The Angels (68-49): This is the group of 24 players that was assembled because Mike Trout wasn't allowed to play by himself for some reason. Albert Pujols is also here, and he has been pretty ornery of late, hitting walk off home runs and mocking Yasiel Puig.
Second place in both the AL West and AL attendance, the Angels are on a mission (they went 21-5 from June 20-July 20). That mission was made clear by the Los Angeles Times:
To reach the postseason and play deep into October, the Angels must get consistent - though not necessarily overpowering - starting pitching, stout relief from a deep and dominant bullpen and enough offense to out-hit any pitching deficiencies.
Yes, to win the day, the Angels will have to - come closer now, so that I may whisper this intense secret to you - closer than that - the Angels must - closer, damn it, c'mon - the Angels must do all of the parts of baseball better than other teams.

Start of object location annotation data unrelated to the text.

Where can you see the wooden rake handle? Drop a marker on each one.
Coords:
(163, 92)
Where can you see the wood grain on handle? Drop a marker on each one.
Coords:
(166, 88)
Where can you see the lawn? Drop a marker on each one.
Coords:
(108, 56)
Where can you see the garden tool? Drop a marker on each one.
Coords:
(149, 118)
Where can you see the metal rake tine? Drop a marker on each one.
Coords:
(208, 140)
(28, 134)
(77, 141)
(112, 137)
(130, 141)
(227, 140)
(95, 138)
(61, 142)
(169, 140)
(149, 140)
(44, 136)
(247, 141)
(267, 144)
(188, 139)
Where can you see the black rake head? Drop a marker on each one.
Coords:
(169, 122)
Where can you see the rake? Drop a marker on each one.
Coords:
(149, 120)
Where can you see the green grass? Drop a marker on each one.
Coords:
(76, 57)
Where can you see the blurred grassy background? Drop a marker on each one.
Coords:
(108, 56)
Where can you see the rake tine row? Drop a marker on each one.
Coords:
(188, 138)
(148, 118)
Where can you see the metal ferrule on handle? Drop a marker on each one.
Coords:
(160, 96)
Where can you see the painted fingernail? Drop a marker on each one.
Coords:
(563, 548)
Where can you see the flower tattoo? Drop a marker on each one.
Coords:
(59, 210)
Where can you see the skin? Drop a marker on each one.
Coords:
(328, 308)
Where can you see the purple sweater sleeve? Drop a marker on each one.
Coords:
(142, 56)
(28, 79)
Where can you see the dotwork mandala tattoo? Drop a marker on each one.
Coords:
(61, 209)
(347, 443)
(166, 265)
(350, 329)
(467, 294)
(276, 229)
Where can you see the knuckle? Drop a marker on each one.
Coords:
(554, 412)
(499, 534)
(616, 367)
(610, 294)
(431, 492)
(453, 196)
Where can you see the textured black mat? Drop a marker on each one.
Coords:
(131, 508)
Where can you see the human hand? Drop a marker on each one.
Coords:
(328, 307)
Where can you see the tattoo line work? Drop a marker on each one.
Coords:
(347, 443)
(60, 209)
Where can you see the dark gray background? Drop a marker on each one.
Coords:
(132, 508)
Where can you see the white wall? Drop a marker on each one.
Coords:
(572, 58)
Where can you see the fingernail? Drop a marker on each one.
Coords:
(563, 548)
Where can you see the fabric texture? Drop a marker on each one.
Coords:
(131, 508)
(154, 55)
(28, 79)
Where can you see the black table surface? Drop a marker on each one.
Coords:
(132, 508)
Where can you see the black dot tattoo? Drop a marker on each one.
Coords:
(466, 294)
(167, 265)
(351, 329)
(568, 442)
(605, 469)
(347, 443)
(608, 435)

Keep that one under your hat.
The Phillies (53-66): Just dropped three out of four to the Mets, two by one run and one by two. Probably not feeling very good. Probably don't feel like going to SoCal and getting shellacked. Probably about to get shellacked in SoCal.
The persnickety Pujols only waited six and a half hours for his latest bit of heroism: hitting a walk off home run in the bottom of the 19th innings vs. the Red Sox.
Calhoun has been hitting .318 over the past week, and delivering horizontally as an outfielder.
Chase went 7-for-13 in that four-game series vs. the Mets, with two doubles, a triple, a real home run, and a fake home run.
Byrd has been hitting. 298 over the last month and .300 over the last week, with a forceful home run and even a rare stolen base that even he couldn't pull off without a giggle fit.
Jerome Williams/C.J. Wilson
Now we get into the season's real pickles, as the Phillies race to plug the holes in the roster coming from injuries, trades, desertion, or mysterious disappearances (often caused by desertion). Williams joins the Phillies after 10 innings as a Texas Ranger in 2014, a number which he only just failed to match with his ERA (9.90). Being out west, he's probably since the Angels a lot, though. Indeed; in seven innings against L.A. throughout his nine-year career, he's allowed only eight runs.
Wilson will throw you some bean bags out of the zone, if you let him, with his BB/9 at a ripe 3.9 so far this year, consistent with the numbers he's put up throughout his career. Since his return from the DL due to a right ankle sprain, he'll also occasionally give up six runs in 1.1 IP, as he did against the Rays on August 2. This led to the labeling of his next start - in which he allowed four runs, six hits, four walks and a hit batsman in 5.2 IP - an "improvement."
C.J Wilson, meanwhile... pic.twitter.com/Ag44uDaCXh— Nick (@RFNick148) August 8, 2014
A.J. Burnett/Jered Weaver
Burnett is throwing the mark of the beast (6.66) since the All-Star break, but that's probably nothing, much like the deep whispers in my ear and hot breaths on my neck I experience just prior to sleep are probably nothing.
The Angels want to rely on Weaver, as their rotation withers and they watch the A's stockpile aces like it's the end of times and the next world will be built on the four-seam fastball. And Weaver has shouldered the team, allowing them to go 8-2 in his last ten starts. That last one, though; Weaver saw himself burned by his former catcher, Mike Napoli, and by the Red Sox' latest acquisition from the rival A's, Yoesnis Cespedes. It was his first loss since mid-June. Will he remain broken enough to let A.J. Burnett's demonic markings defeat him? I don't know; will blood stop coming out of all of my faucets?